After nearly crashing, I discovered node-phantomjs, a library that allows me to control the phantomjs headless webkit browser from node (Translator’s Note: I don’t have this) Thinking of a corresponding noun, headless here means that rendering the page is completed in the background without a display device). This seems like a simple solution, but there are still some unavoidable problems with phantomjs that need to be solved:
1. PhantomJS can only tell you whether the page has been loaded, but you cannot determine whether there is a redirect through JavaScript or meta tags in the process. Especially when JavaScript uses setTimeout() to delay calls.
2.PhantomJS provides you with a pageLoadStarted hook that allows you to handle the issues mentioned above, but this function can only be used when you determine the number of pages to be loaded and when each page is loaded. Decrease this number, and provide handling for possible timeouts (since this doesn't always happen) so that when your number decreases to 0, your callback function is called. This approach works, but it always feels a bit like a hack.
3. PhantomJS requires a complete independent process for each page it crawls, because otherwise, the cookies between each page cannot be separated. If you use the same phantomjs process, the session in the logged in page will be sent to another page.
4. Unable to download resources using PhantomJS - you can only save the page as png or pdf. This is useful, but it means we need to resort to request() to download the pdf.

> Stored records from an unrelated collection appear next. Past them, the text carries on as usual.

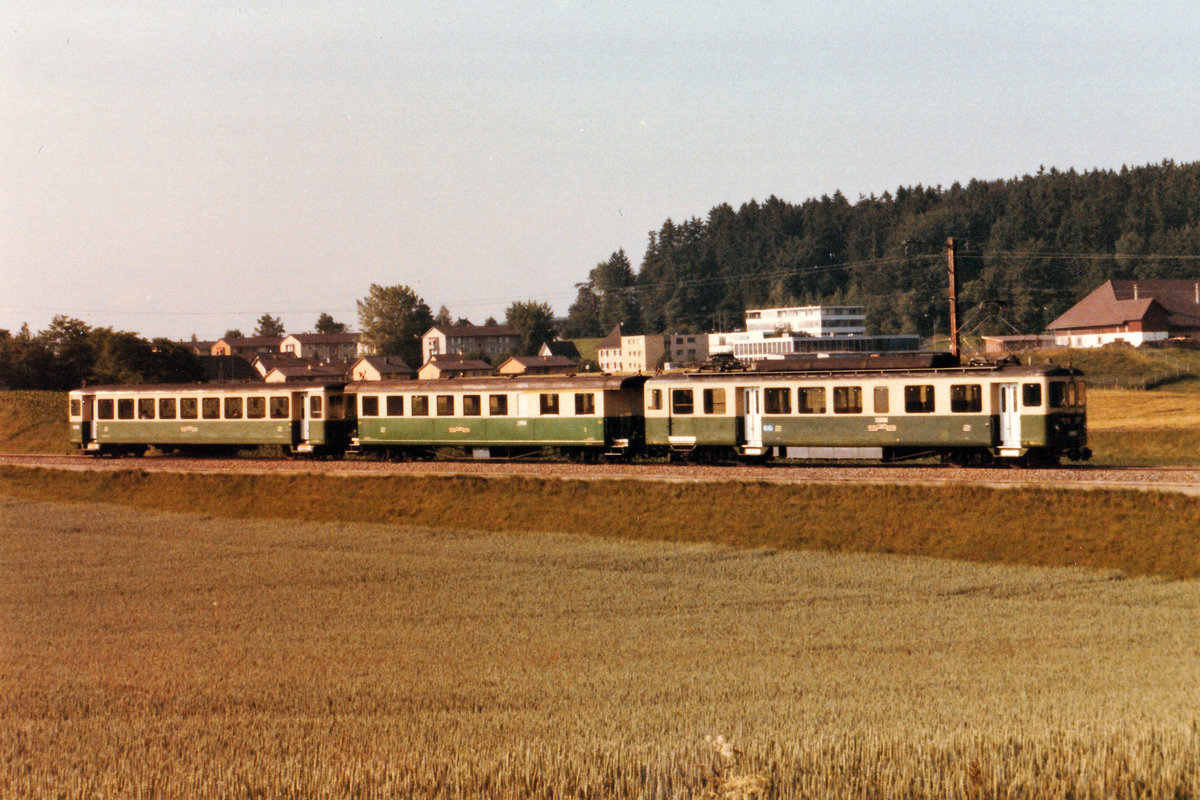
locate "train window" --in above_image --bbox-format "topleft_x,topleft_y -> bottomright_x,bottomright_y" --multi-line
575,392 -> 596,415
950,384 -> 983,414
796,386 -> 826,414
904,384 -> 934,414
875,386 -> 892,414
763,386 -> 792,414
1021,384 -> 1042,408
671,389 -> 695,414
1050,380 -> 1067,408
704,389 -> 725,414
833,386 -> 863,414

5. Due to the above reasons, I must find a way to distribute cookies from the session of PhantomJS to the session library of request(). Just distribute the document.cookie string, parse it, and inject it into the request() cookie jar.
6. Injecting variables into the browser session is not easy. To do this I need to create a string to create a Javascript function.

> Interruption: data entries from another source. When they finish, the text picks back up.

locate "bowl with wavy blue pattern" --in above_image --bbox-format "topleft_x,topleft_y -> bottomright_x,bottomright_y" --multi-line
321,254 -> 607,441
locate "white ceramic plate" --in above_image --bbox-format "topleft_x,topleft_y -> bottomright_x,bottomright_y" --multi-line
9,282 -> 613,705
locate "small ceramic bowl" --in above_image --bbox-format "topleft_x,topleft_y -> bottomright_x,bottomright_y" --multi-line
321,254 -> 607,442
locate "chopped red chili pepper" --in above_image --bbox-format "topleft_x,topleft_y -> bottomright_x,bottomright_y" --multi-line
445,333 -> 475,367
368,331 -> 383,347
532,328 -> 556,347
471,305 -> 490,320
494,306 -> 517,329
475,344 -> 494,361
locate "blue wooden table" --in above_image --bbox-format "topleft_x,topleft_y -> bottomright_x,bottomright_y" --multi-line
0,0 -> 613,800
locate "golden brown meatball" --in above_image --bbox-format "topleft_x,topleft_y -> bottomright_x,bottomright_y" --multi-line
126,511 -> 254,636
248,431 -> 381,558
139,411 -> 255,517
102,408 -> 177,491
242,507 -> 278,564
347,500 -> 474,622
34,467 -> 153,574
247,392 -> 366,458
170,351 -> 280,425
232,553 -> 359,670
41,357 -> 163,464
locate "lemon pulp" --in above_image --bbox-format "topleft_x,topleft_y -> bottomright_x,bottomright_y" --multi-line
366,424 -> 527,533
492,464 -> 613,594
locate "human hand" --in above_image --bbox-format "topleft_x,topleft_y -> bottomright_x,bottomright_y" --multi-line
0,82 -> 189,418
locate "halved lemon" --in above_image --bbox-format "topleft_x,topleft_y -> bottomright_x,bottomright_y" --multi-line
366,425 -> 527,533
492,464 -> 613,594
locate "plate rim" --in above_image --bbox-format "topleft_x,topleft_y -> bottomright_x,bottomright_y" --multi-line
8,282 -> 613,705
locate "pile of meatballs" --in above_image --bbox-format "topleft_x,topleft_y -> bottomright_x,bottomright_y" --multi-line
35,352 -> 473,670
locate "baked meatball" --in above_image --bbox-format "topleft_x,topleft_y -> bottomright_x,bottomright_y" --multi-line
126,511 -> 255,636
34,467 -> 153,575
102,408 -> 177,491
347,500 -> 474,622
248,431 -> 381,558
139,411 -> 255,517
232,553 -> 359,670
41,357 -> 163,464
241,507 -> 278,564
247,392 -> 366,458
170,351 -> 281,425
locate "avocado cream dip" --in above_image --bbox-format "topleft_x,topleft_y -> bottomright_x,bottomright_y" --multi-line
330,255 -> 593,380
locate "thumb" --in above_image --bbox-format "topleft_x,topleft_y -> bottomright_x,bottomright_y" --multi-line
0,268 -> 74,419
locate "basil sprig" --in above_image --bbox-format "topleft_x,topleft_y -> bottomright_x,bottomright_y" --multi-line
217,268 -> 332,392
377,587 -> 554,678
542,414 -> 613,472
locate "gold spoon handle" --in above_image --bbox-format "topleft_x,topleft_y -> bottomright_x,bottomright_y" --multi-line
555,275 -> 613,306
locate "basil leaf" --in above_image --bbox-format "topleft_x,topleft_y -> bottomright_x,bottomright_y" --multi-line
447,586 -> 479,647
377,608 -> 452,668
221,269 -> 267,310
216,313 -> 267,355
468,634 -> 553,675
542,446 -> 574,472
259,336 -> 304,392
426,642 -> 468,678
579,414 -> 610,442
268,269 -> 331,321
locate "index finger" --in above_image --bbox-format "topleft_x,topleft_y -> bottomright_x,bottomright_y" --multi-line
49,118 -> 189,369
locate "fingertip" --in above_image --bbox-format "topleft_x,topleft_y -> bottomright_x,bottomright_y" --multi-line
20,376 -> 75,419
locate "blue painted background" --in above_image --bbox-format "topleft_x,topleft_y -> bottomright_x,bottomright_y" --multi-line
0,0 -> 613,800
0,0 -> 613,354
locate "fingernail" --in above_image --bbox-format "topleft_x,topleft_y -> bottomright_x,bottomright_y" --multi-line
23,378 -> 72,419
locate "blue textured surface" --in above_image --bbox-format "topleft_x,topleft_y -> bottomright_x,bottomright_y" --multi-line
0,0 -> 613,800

8. Some websites are always full of codes such as console.log(), and they need to be redefined and output to the location we want. To accomplish this, I do this:
10. I also need to limit the maximum concurrency of browser sessions to ensure that we will not blow up the server. Having said that, this limit is much higher than what expensive commercial solutions can provide. (Translator’s note: The commercial solution has greater concurrency than this solution)
After all the work is done, I have a decent PhantomJS request crawler solution. You must log in using PhantomJS before you can return to the request() request. It will use the cookie set in PhantomJS to authenticate the logged in session. This is a huge win because we can use request()'s stream to download the pdf file.
The whole plan is to make it relatively easy for web developers to understand how to use jQuery and CSS selectors to create crawlers for different web sites. I have not yet successfully proven that this idea is feasible, but I believe it will soon.